Do you have a virtual life? Is it hurting your real life?

Social media © Nutdanai Apikhomboonwaroot | freedigitalphotos.net

I have been “on-line” since 1993, and doing message boards and other forms of virtual social life since 1997. It is because of that experience that we have long understood the potential danger of a virtual life. From its first version, the TMB Statement of Faith has included the following:

“We believe that God commands us to attend and support a local body of believers for teaching, worship, prayer and fellowship. Nothing, including the web, can replace face-to-face fellowship with other believers.”

The web is a great tool, and like all tools it can be used for good or evil, it can help or harm. Virtual relationships are especially prone to problems. Misunderstandings are common, offences are taken where none was intended, and feelings of friendship can be forged over a very narrow slice of life apart from any other context of the people involved. On-line friendships can feel very real, but rarely are they based on a realistic awareness of who the people involved really are.
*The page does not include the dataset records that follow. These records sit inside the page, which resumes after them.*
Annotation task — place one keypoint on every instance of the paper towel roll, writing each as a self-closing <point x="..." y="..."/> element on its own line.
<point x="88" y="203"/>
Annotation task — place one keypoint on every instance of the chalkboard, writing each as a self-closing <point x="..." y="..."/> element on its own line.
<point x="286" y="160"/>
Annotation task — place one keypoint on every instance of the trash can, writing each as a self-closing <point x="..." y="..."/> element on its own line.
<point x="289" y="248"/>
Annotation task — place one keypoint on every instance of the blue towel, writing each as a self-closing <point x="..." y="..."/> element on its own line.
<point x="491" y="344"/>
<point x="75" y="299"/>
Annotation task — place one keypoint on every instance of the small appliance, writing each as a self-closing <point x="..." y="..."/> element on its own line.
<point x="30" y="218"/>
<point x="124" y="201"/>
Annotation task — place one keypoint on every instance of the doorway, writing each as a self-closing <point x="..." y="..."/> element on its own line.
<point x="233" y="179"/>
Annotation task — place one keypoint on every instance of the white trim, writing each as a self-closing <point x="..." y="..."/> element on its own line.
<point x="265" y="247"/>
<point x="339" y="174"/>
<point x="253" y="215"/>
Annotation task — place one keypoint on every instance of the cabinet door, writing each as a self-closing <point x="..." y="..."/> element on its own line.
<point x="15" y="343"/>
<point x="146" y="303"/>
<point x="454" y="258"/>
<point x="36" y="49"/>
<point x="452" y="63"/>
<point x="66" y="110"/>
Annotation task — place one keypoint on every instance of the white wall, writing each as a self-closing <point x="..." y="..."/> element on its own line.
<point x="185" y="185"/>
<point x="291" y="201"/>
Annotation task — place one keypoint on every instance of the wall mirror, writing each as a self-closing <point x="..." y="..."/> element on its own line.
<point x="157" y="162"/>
On-line “friendships” can steal a lot of time from real life relationships, including one’s spouse. I saw this first hand years ago, and the marriage involved did not survive. On-line time has started being mentioned in divorces, and I would bet most ministers and counsellors who deal with marriages could tell stories about marriages stressed and even broken by the virtual life of one of the partners.
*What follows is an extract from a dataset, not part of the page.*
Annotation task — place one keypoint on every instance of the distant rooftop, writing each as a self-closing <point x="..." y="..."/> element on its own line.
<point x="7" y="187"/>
Several studies, including one in the news the last few days, have suggested that there is a correlation between time spent on social media and depression. I doubt it is as simple as more social media means you are more likely to be depressed, but it seems to me there is no question that our virtual lives can make our real lives seem worse. Additionally, if a virtual life becomes an escape from real life, it will act like a drug or any other addition used to numb the pain of life. In small doses that might help, but usually it means spending less time dealing with the problems of real life, which makes those problems get worse.

I am all for facebook, twitter, and all the rest, but like all things we need balance and self-control. And, as with most things, if you can’t exercise self-control, giving it up completely is the only wise alternative.
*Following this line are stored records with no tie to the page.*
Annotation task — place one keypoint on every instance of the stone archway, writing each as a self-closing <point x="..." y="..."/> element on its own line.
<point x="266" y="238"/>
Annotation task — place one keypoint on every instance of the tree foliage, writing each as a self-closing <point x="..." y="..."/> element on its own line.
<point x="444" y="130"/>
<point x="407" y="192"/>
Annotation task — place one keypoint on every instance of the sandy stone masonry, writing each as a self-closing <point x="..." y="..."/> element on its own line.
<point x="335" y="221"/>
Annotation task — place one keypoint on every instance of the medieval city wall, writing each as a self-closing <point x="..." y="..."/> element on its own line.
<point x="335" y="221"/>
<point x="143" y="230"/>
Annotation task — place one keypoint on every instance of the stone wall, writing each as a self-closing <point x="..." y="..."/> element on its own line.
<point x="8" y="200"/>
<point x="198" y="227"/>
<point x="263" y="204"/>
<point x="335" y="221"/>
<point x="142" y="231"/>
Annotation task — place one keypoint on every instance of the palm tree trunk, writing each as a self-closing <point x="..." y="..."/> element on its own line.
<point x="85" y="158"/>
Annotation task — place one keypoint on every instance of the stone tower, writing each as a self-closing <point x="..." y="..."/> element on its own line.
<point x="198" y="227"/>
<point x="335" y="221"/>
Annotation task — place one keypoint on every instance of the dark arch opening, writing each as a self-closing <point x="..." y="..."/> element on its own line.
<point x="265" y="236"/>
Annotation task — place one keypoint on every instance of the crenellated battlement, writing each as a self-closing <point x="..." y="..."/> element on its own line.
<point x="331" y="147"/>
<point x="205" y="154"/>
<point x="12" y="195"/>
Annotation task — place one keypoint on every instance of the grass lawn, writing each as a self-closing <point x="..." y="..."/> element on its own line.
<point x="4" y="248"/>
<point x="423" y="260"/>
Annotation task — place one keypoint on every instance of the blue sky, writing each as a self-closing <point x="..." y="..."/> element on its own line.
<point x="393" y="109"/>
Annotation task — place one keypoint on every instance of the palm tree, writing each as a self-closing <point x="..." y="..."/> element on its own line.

Image Credit: © Nutdanai Apikhomboonwaroot | freedigitalphotos.net

 

2 comments
Yele
Yele

I agree with you. It is important that we review our usage of these apps regularly and the effect they have on our marriage and relationships.

Brett
Brett

"...if you can’t exercise self-control, giving it up completely is the only wise alternative." Paul, you are exactly correct. A few years ago, I found that my life (and marriage) was being consumed by my inability (or perhaps unwillingness?) to properly regulate my time and relationships on Facebook and other social media. I eventually realized that I would be better off to simply go cold-turkey and delete my accounts. It wasn't easy at first, but I have never regretted it. The Lord has blessed that decision and my marriage because of it.